Een eeuw geleden begon Gijs van Driesten een bouwbedrijf in Harskamp. Het bevindt zich nog steeds op dezelfde locatie, maar inmiddels is er veel veranderd. „In het begin vervoerden ze de bouwmaterialen met paard-en-wagen.”
Veel bouwondernemingen zijn gevestigd in moderne panden, op grote industrieterreinen. Het bedrijf waarover Anne van Driesten, kleinzoon van Gijs, al weer dertig jaar de scepter zwaait, staat echter in een buitengebied; ertegenover grazen koeien.
Dat landelijke beeld wordt nog versterkt doordat de voorzijde van de zaak eruit ziet als een landhuis, compleet met een fraai balkon. Dat zich daarachter kantoren bevinden, is niet direct zichtbaar, al kan een bezoeker aanvoelen dat hij met een bedrijf te maken heeft. Voor een raam hangen drie grote portretten: van opa Gijs, vader Joop en zoon Anne.
Ze zijn gemaakt in verband met het honderdjarig bestaan van het bedrijf. „Dat hoort erbij. We hebben mooie jubileumactiviteiten achter de rug”, geeft de 59-jarige directeur aan. Zijn werkkamer heeft iets huiselijks. Er is een open haard en er hangen verschillende schilderijen. Een ervan is een reproductie van Rembrandts ”De verloren zoon”.
Van Driesten: „Af en toe vraagt een bezoeker naar de betekenis van dat kunstwerk. Soms volgt er dan een mooi gesprek.”
Opa Gijs bouwde eerst zijn eigen boerderij en timmerwerkplaats, daarna breidde hij zijn onderneming uit. „Hij was een echte ondernemer, die na korte tijd mensen in dienst nam en steeds grotere projecten kon uitvoeren. Al snel volgde de eerste kerk.”
In bepaalde opzichten was de oprichter van het bouwbedrijf zijn tijd vooruit. Van Driesten: „Mijn opa bouwde kippenhokken in zijn werkplaats, waarna ze in één dag bij een boerderij konden worden neergezet. Toen was er dus al sprake van prefab. De materialen werden met paard-en-wagen naar hun bestemming gebracht.”

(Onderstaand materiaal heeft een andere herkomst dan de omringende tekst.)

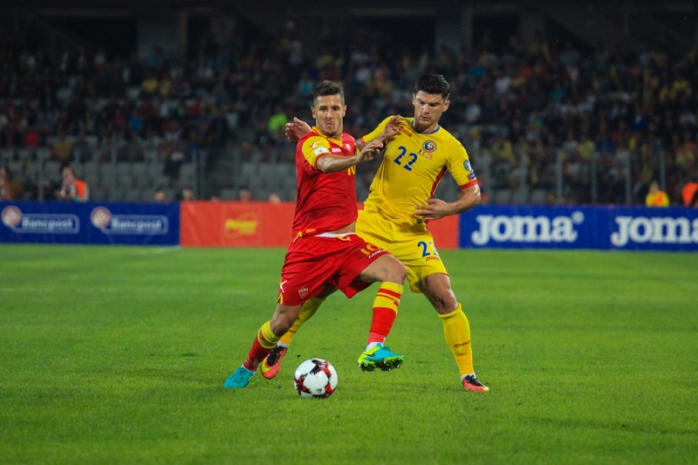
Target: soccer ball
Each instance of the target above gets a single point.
(315, 378)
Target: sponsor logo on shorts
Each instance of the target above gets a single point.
(39, 223)
(144, 225)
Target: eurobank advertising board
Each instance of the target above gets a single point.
(622, 228)
(89, 223)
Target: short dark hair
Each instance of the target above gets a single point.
(433, 84)
(328, 88)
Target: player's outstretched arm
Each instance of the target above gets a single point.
(436, 208)
(296, 130)
(334, 163)
(391, 129)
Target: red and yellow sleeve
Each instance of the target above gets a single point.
(376, 132)
(315, 147)
(459, 166)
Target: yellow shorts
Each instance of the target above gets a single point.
(413, 245)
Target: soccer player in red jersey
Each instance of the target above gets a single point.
(325, 251)
(400, 204)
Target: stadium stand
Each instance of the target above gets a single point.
(542, 122)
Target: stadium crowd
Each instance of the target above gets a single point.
(519, 112)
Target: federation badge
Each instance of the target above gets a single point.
(429, 146)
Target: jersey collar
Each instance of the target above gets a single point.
(411, 120)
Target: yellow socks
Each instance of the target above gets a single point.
(457, 332)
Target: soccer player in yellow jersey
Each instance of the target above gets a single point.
(417, 154)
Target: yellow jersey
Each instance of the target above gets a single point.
(412, 167)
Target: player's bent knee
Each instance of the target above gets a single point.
(397, 272)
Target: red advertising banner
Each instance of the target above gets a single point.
(261, 224)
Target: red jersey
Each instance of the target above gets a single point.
(325, 202)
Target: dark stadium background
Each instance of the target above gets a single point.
(227, 144)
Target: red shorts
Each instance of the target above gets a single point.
(312, 262)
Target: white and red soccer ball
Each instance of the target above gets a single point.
(315, 379)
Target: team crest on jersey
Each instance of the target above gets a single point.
(428, 148)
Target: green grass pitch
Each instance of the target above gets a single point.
(118, 355)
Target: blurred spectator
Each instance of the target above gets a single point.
(81, 149)
(689, 194)
(245, 194)
(73, 189)
(277, 123)
(656, 197)
(159, 195)
(63, 149)
(4, 184)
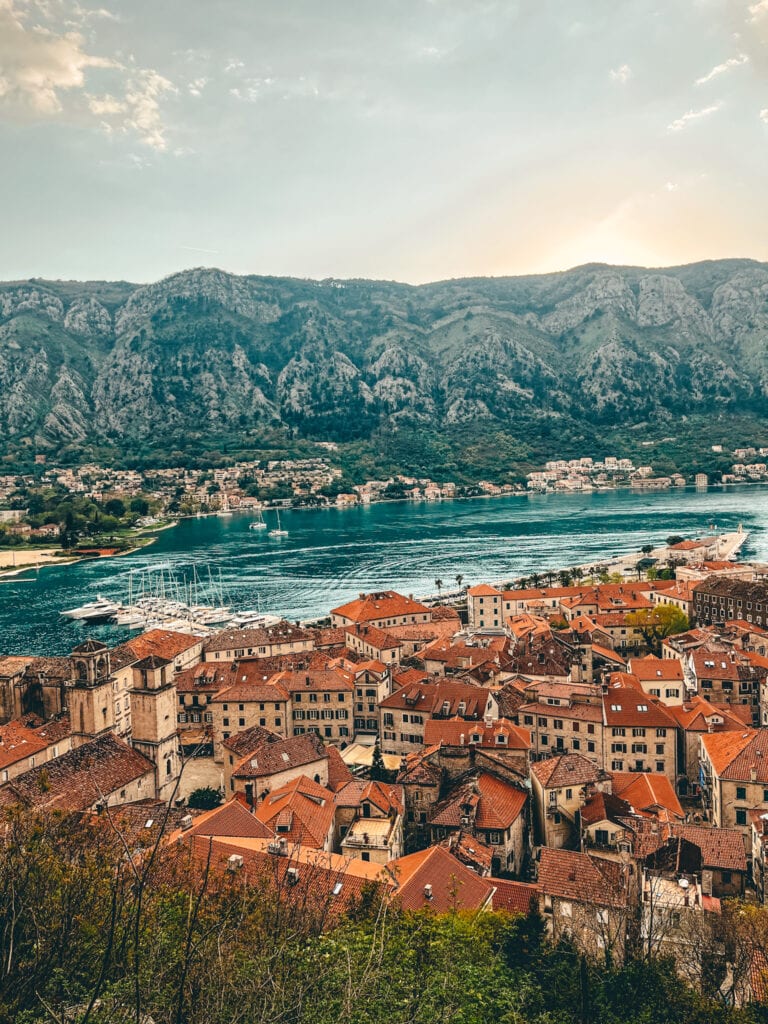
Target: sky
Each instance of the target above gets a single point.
(400, 139)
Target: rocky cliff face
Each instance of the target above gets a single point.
(205, 355)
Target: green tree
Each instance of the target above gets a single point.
(656, 624)
(204, 799)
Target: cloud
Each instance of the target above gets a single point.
(623, 74)
(38, 66)
(723, 68)
(138, 112)
(197, 86)
(690, 116)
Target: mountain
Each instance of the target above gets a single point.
(205, 358)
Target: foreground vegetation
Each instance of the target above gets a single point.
(95, 929)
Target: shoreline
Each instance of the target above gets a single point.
(13, 571)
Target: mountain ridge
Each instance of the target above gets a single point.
(205, 357)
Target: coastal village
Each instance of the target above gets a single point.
(596, 753)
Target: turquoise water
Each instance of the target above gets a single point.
(332, 555)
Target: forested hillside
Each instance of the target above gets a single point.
(208, 360)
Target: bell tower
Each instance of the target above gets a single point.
(154, 715)
(89, 692)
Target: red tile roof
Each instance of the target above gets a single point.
(453, 886)
(515, 897)
(161, 643)
(457, 732)
(647, 792)
(385, 604)
(81, 777)
(302, 812)
(735, 755)
(565, 770)
(581, 878)
(232, 819)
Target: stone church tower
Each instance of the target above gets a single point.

In de achterliggende eeuw tijd heeft het bedrijf veel goede en af en toe mindere tijden meegemaakt. Tijdens de financiële crisis in 2012 had de onderneming het lastig en moest afscheid worden genomen van een aantal werknemers. Gelukkig kwam er uitkomst, geeft Van Driesten aan. „Een jaar later werd ons een mooie opdracht in de schoot geworpen. We bouwden een kerk in Kesteren. In dezelfde wijk zouden bijna zeventig appartementen en twintig woningen verrijzen, maar de aannemer die ze wilde bouwen, ging failliet. Zonder dat we dat verwacht hadden, kregen wij die opdracht. Dat was een geschenk van Boven. Daar verwonder ik me nog steeds over. Tegenwoordig is er werk genoeg voor het team en zoeken we ook nog mensen.”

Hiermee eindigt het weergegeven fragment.